Campaigners hope Barnet advisers will decide whether or not Golders Green Racecourse can be used as a community center and place of worship on July 19.

Lawyers for the racetrack owners have been told that the council is making efforts to bring the matter to the town hall’s strategic planning committee on that date.

The request was made by the Markaz El Tathgheef el-Eslami (MTE) group, owner of the site since 2017 in July 2020.

To that newspaper, a town hall spokesman did not confirm the date but said the council was “under discussion” and was then working to hear the request.

In May, MTE accused the Barnet Council of breaking equality law in the way it handled the app.

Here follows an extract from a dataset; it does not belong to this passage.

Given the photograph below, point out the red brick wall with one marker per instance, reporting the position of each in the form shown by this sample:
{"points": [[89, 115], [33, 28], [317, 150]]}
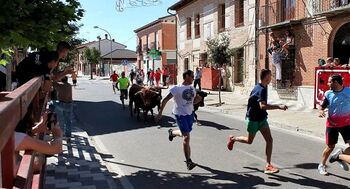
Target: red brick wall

The council fervently denied this, saying at the time: “We are proud of the strong faith communities that inhabit Barnet and all support in a culture of harmony and respect.

“The board worked closely with the applicant throughout the planning process.”

Lawyers for MTE cited “religious discrimination” which they said caused the delays, and said it was treated differently because it was a Muslim group.

The town hall said this was not the case and claims to have treated the request fairly.

Ali Madani, of the Faiths Forum for London, said: “It was as if we were being treated less favorably than the church which had used the Hippodrome for 10 years before it was bought by the Markaz.

“It is fantastic news that the board has now set a date for the decision.”

Religious leaders and community groups have supported MTE – most recently, individuals including neighboring rabbis Miriam Berger and Joshua Levy participated in a video for the Barnet Chooses Love campaign showing their support.

Mike Freer MP is among those who criticized an anonymous poster campaign targeting MTE.

It is not a mosque and MTE believes its use should fall under the existing building permit. This approval dates back to 2007, and indicates that the building can be used “like a church to enrich the community with programs for children, the unemployed, the elderly, etc.” “, And” to organize concerts, conferences, theater and dance festivals “.

The town hall disagreed and took enforcement action against MTE in 2019. After discussions, MTE learned that submitting a new planning request may be a faster way to resolve the issue. rather than wait for a public planning inquiry that was delayed pandemic.